The logo for Cursed Films II, depicting a skull with a movie projector inside.

Image: Shudder

Shudder’s documentary collection Cursed Films returns this week, and since season one bought the heavy hitters out of the way in which (Poltergeist, The Omen, The Exorcist, The Crow, Twilight Zone: The Movie), season two permits for a considerably looser interpretation of the collection theme—although Hollywood nightmares nonetheless abound.

The first episode of season two indicators a shift for the collection—which was beforehand solely involved with horror movies—by digging into The Wizard of Oz, addressing lots of the well-known tales and legends concerning the 1939 traditional. These embrace: authentic solid member Buddy Ebsen needed to give up after the suffocating Tin Man make-up landed him within the hospital (true); a solid member hung themself on-set, a tragedy stated to nonetheless be seen in sure cuts of the movie (false, and extensively mentioned right here); and the actors who performed the Munchkins partied fiercely all through the manufacturing (false, although Cursed Films II does present the notorious talk-show clip of Judy Garland blithely giving rise to that rumor). Brisk modifying (every Cursed Films episode is round 45 minutes, which feels excellent) and a few shocking but welcome interview topics hold issues energetic—the latter on this case together with Steve Rash, director of 1981’s infamous Oz-themed Chevy Chase comedy Under the Rainbow, and comic Gregg Turkington, who makes a deadpan case for being thought-about Under the Rainbow’s largest fan.

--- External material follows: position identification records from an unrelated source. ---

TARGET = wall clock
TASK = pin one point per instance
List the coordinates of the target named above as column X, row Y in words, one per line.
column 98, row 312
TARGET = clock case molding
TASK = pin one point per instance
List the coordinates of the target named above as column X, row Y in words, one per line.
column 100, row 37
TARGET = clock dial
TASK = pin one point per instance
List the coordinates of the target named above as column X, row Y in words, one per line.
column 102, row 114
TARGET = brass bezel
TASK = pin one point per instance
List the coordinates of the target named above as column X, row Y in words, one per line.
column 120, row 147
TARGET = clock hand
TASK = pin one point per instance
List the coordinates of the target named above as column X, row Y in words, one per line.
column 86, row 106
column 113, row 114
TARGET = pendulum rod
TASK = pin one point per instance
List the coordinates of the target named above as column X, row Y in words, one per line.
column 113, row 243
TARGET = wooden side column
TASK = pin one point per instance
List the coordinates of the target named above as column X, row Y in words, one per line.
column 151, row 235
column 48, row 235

With Oz specialists and offspring alike weighing in—together with Margaret Hamilton’s son, who remembers his mom recovering from extreme burns after a special-effects malfunction throughout one of many Wicked Witch of the West’s dramatic exit scenes—essentially the most insightful speaking head may be former Mythbusters host Adam Savage. He means that calling films “cursed” can be a means for followers to deal with unlucky, however not essentially cosmically pre-ordained, issues which may have occurred throughout a specific film’s creation. “Do we remove some magic about a narrative by busting a myth about that narrative? I submit ‘no,’” Savage says. “I submit that no one ever minds knowing more about a subject. You can certainly demystify things and still celebrate them at the same time … While some people may complain that in telling the true stories about some narrative, we’re somehow reducing some of its magic, I don’t think that’s true for most people.”

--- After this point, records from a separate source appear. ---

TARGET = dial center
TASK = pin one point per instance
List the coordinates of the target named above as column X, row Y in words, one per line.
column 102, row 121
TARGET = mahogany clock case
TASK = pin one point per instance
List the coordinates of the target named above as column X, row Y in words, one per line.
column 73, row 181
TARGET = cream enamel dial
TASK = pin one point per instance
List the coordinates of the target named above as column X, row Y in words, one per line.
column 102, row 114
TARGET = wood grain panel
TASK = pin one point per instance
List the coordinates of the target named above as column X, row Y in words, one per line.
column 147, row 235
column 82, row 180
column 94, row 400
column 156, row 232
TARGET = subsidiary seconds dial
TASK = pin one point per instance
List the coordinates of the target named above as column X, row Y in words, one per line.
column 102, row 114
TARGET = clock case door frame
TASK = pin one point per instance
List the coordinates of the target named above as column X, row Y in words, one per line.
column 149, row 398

Episode two dips again into horror with Roman Polanski’s occult thriller Rosemary’s Baby, which got here out in 1968—a time of nice cultural and political tumult, one thing that’s given useful context right here. It was additionally only a 12 months previous to Polanski’s pregnant spouse, Sharon Tate, and others being brutally killed by members of the Manson household. As such, it comes throughout that the “curse” of Rosemary’s Baby is extra, “bad things that happened after the movie” relatively than “bad things that happened as part of the movie.” The Manson story will get a beefy tangent right here (as does the unusual life story of Rosemary’s Baby co-star Victoria Vetri); there’s additionally the truth that the Dakota, the New York City residence constructing whose exterior was used within the movie, was the positioning of John Lennon’s homicide over a decade later. (Polanski’s later authorized troubles, nevertheless, go unmentioned.)

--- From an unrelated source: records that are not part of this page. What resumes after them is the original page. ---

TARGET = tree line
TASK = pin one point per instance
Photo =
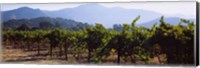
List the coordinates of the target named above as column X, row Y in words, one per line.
column 129, row 43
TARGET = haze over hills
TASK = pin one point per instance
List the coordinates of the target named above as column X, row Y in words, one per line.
column 90, row 13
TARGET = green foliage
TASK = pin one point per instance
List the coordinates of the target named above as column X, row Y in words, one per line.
column 129, row 41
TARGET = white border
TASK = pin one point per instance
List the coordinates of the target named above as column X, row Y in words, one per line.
column 75, row 66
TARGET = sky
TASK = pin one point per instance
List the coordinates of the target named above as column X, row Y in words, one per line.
column 179, row 9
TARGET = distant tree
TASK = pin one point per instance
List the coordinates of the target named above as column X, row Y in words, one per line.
column 45, row 25
column 24, row 27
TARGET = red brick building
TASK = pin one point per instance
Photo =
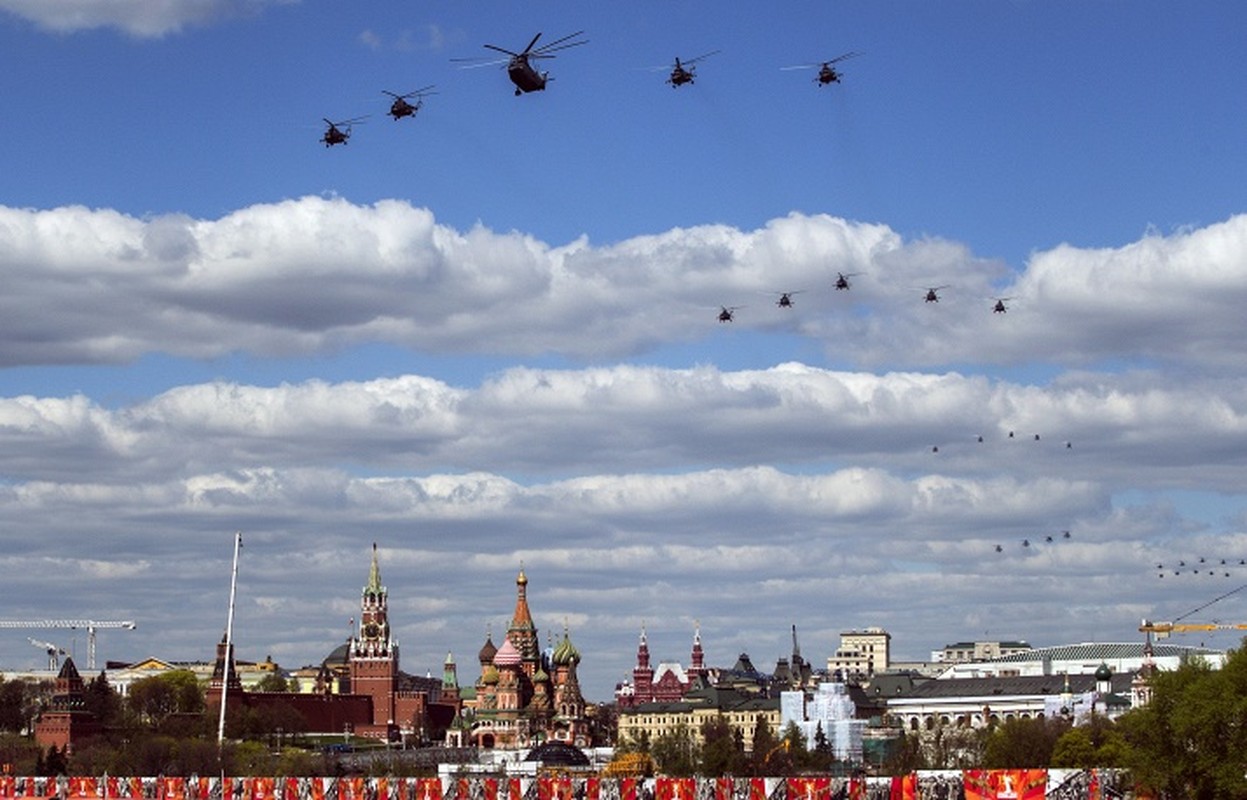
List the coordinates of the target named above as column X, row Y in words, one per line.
column 669, row 683
column 375, row 699
column 66, row 720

Cursed Films II—which is written and directed by Jay Cheel—premieres with The Wizard of Oz episode at present on Shudder. New episodes drop weekly thereafter and the subject material this season is total relatively impressed; together with Rosemary’s Baby, episodes will concentrate on Andrei Tarkovsky’s 1979 sci-fi movie Stalker, Wes Craven’s 1988 Haitian Vodou exploration The Serpent and the Rainbow, and Ruggero Deodato’s notorious 1980 “found-footage” trailblazer Cannibal Holocaust. You also can stream all of Cursed Films’ first season now on Shudder.